Пришел сюда и Вадим Светланов. Впервые. Весь он был в напряжении, боясь услышать: «О, на лекцию пожаловал и будущий зять». Он понимал, никто этих слов не произнесет, но отогнать их не мог. Раза два поворачивал от двери, но желание узнать, чему же учат в академии, в которую советовали поступить и ему, а еще больше — самого лектора, командира дивизии, помогло справиться с робостью, и он переступил порог вала.

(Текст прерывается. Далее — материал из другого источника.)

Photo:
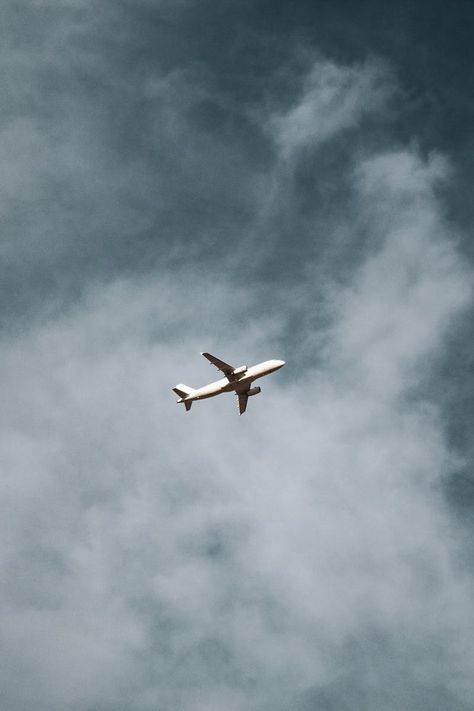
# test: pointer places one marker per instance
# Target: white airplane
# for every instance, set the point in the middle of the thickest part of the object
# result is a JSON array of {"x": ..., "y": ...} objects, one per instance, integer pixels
[{"x": 238, "y": 380}]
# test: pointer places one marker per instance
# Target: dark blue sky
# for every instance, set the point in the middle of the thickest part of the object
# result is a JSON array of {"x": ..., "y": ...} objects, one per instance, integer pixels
[{"x": 256, "y": 179}]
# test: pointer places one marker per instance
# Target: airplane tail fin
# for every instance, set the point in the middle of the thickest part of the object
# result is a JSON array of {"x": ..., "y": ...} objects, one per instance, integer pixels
[{"x": 184, "y": 391}]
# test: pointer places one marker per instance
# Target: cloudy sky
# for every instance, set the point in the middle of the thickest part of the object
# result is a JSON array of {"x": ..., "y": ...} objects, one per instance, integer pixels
[{"x": 259, "y": 180}]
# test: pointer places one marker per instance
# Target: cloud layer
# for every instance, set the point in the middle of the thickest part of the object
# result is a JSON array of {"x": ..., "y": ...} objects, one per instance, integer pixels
[{"x": 301, "y": 556}]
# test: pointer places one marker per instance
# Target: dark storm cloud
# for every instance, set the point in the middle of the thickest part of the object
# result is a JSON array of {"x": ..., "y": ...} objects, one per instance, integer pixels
[{"x": 255, "y": 181}]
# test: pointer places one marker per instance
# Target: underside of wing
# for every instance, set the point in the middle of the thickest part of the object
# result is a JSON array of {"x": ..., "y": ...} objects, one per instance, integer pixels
[
  {"x": 220, "y": 364},
  {"x": 243, "y": 398}
]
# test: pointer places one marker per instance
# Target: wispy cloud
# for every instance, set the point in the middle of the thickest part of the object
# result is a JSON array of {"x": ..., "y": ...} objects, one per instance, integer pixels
[{"x": 300, "y": 554}]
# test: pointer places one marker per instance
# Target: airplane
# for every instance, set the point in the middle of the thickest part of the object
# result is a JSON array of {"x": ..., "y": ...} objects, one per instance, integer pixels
[{"x": 238, "y": 380}]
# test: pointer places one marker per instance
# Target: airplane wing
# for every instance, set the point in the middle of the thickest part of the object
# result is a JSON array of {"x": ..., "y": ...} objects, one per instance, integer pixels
[
  {"x": 243, "y": 399},
  {"x": 220, "y": 364}
]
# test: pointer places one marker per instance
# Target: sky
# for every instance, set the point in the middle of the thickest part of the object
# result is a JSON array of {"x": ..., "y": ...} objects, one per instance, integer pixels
[{"x": 258, "y": 180}]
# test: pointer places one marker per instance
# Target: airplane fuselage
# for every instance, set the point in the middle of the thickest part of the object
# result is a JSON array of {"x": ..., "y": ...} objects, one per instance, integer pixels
[{"x": 239, "y": 381}]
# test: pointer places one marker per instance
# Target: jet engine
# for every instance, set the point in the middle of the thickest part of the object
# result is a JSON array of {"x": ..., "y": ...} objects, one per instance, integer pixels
[{"x": 254, "y": 391}]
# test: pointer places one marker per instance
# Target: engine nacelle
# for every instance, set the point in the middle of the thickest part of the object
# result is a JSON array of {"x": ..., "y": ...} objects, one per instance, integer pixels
[{"x": 254, "y": 391}]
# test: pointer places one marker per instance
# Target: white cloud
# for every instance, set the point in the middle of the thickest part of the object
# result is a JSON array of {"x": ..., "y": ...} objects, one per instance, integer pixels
[
  {"x": 154, "y": 558},
  {"x": 334, "y": 98}
]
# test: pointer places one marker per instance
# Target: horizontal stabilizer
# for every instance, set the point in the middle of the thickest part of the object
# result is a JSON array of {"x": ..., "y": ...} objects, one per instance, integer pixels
[{"x": 183, "y": 390}]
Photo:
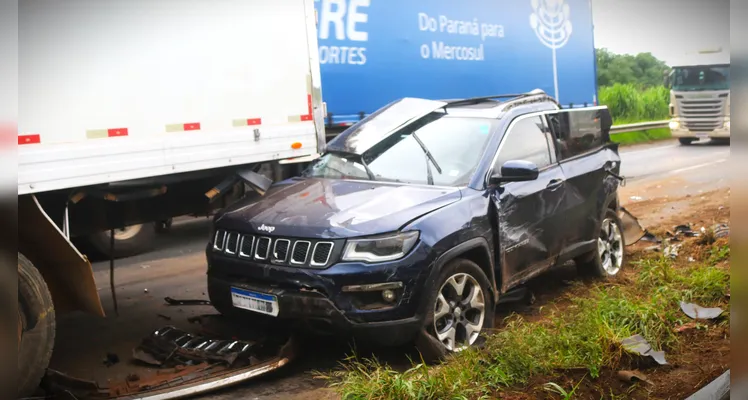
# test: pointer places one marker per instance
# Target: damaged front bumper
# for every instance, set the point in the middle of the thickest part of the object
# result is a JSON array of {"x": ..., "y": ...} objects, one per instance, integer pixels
[{"x": 310, "y": 309}]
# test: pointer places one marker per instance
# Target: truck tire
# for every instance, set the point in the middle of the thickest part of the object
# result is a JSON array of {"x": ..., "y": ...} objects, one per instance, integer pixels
[
  {"x": 36, "y": 327},
  {"x": 130, "y": 241},
  {"x": 608, "y": 257}
]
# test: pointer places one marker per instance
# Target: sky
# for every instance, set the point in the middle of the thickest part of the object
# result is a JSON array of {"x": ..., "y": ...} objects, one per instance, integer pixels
[{"x": 666, "y": 28}]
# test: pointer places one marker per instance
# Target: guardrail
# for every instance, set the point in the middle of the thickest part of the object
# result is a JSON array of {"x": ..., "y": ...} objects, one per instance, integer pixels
[{"x": 639, "y": 126}]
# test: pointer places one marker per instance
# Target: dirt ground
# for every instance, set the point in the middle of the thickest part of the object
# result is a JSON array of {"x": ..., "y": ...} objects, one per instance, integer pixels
[{"x": 704, "y": 355}]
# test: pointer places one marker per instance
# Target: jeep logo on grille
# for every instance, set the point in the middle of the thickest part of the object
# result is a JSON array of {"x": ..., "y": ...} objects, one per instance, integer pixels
[{"x": 266, "y": 228}]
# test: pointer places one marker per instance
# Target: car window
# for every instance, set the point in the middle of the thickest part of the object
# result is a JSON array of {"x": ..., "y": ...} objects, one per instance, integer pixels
[
  {"x": 456, "y": 143},
  {"x": 526, "y": 140},
  {"x": 577, "y": 131}
]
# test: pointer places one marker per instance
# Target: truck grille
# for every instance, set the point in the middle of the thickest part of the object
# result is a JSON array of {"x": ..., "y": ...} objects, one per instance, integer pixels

Горин, сцепив руки за спиной, с чуть заметным нетерпением медленно прохаживался у доски. Он ждал, когда придет генерал Амбаровский, который накануне приехал в дивизию и остановился у Аркадьева. Того тоже еще не было, видимо, задержался с гостем. Горин представил, каким довольным будет Аркадьев рядом с генералом, и ему стало неприятно. Остановился, сдвинул негустые брови и коротко, чтобы никто не заметил, вздохнул.

Наконец дверь открылась и в ее проеме, будто в подрамнике, во весь рост вырисовалась плотная фигура генерала. На его губах еще виднелась довольная улыбка, смягчившая строгие черты его смуглого лица. Но вот он переступил порог и весь стал тем, каким, как он считал, должен быть на службе, особенно на проверке — сдержанно-суровым ко всему, что может быть расценено как непорядок или упущение по халатности.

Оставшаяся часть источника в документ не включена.